We need more asynchronouw services in Plone:
- Mail service
- transaction cleanup
- REST api
Can we switch to Bluebream and the ZTK instead of Zope 2? Are we ready for Zope 4?
For Plone, should we keep the CMF or push it in the ZTK? It was agreed that it was useful, but nobody wanted to do the work.
Which visual editor should we use? There are several options:
- TinyMCE
- FCKeditor
- Aloah
- VIE and Create.js
Main problem of all of them: integration.

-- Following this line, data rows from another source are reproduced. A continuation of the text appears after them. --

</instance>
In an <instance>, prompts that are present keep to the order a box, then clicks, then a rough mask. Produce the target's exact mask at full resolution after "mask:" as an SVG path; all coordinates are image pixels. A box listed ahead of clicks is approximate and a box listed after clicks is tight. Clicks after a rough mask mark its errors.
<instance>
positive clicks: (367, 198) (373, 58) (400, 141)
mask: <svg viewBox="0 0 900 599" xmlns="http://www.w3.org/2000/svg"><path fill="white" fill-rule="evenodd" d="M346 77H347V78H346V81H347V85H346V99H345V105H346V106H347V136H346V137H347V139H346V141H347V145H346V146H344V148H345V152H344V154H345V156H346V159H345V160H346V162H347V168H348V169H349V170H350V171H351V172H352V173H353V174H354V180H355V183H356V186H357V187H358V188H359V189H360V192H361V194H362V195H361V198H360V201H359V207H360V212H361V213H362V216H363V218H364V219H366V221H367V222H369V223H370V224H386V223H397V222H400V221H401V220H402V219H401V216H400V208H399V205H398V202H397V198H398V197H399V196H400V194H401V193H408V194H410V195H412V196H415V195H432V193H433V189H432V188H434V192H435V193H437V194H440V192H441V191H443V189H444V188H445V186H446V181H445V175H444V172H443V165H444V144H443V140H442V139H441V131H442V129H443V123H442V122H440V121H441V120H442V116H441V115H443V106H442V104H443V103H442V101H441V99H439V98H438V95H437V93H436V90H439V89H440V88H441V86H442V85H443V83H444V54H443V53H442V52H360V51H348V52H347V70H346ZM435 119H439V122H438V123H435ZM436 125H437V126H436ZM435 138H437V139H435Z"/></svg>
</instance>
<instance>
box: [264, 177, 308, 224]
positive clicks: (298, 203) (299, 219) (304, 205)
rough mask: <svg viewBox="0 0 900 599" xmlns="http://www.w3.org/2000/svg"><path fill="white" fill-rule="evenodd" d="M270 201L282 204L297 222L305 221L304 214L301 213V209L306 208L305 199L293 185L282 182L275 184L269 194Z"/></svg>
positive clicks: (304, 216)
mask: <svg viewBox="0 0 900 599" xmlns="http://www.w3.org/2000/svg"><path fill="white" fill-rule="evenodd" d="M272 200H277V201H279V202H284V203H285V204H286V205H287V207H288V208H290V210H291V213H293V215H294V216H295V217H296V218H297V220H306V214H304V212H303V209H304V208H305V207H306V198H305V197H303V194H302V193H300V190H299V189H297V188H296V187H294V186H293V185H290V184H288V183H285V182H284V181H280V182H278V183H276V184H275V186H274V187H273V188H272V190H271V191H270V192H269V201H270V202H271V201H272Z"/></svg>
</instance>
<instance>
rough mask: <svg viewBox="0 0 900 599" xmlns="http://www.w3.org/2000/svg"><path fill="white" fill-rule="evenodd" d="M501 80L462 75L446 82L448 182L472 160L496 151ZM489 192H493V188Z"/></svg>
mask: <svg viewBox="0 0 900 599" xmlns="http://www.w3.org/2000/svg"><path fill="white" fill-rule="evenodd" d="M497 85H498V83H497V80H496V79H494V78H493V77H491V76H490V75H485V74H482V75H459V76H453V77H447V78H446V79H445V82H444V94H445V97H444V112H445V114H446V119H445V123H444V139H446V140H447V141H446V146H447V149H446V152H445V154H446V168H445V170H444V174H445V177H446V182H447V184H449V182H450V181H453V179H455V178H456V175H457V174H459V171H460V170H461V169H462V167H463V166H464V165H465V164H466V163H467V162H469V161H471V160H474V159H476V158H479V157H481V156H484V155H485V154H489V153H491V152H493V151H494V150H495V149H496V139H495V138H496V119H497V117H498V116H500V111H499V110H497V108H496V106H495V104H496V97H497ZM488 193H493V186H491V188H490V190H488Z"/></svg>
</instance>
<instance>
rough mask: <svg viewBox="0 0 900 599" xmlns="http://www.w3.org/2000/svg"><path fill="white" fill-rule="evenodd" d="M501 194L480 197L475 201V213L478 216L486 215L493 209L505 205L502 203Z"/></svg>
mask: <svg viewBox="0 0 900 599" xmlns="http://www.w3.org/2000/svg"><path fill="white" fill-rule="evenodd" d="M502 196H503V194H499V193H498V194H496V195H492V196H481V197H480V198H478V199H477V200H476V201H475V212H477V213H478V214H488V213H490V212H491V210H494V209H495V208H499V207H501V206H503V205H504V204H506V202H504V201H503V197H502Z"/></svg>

In Plone we can use dexterity. We could switch everything to this instead of Archetypes. There is no toolkit currently to migrate content types and content objects from Archetypes to dexterity. That would be good to work on.
Have som file format integration. Plone should be able to create a documents from its internal format, like Open Document and PDF.
What about semantics? For example Schema.org. How can we include microformats in a Plone site? Did somebody work with Virtuoso?
So: lots of things that we could work on!
Asko Soukka and Jukka Ojaniemi - Plone, RabbitMQ and messaging that just works
Talk during the Plone Conference 2012.
Asko Soukka and Jukka Ojaniemi talk about Plone, RabbitMQ and messaging that just works, during the Plone conference 2012.
Why message queues? We needed to run asynchronous tasks. Difficult to do well within the ZODB, once you are talking about a decent amount of requests. So we use something external.
AMQP is like a postbox: Advanced Message Queue Protocol.
- A message consists of a label and payload.
- Producer is a program which sends messages to exchange.
- Consumer is a program which waits to receive the messages.
- Exchange sits between producer and consumer
- Bindings are routes from exchange to a queue.
- Queues store messages.
You can build several messaging systems, like publication/subscription and RPC (client to server and then back to client).
RabbitMQ implements AMQP. Written in Erlang. Industry tested and reliable.
Sounds difficult? Well, messaging in Plone can be easy.
Example with collective.zamqp for publish and subscribe announcement. Get a utility, register a producer and publish a message in basically three lines. Handling incoming messages: register an event handler for IMessageArrivedEvent.
Beaker comes with an asynchronous connection utility. Zope uses a similar technique under the hood, which handles transactions for us. To use collective.zamqp you need to define some additional zope configuration in your buildout.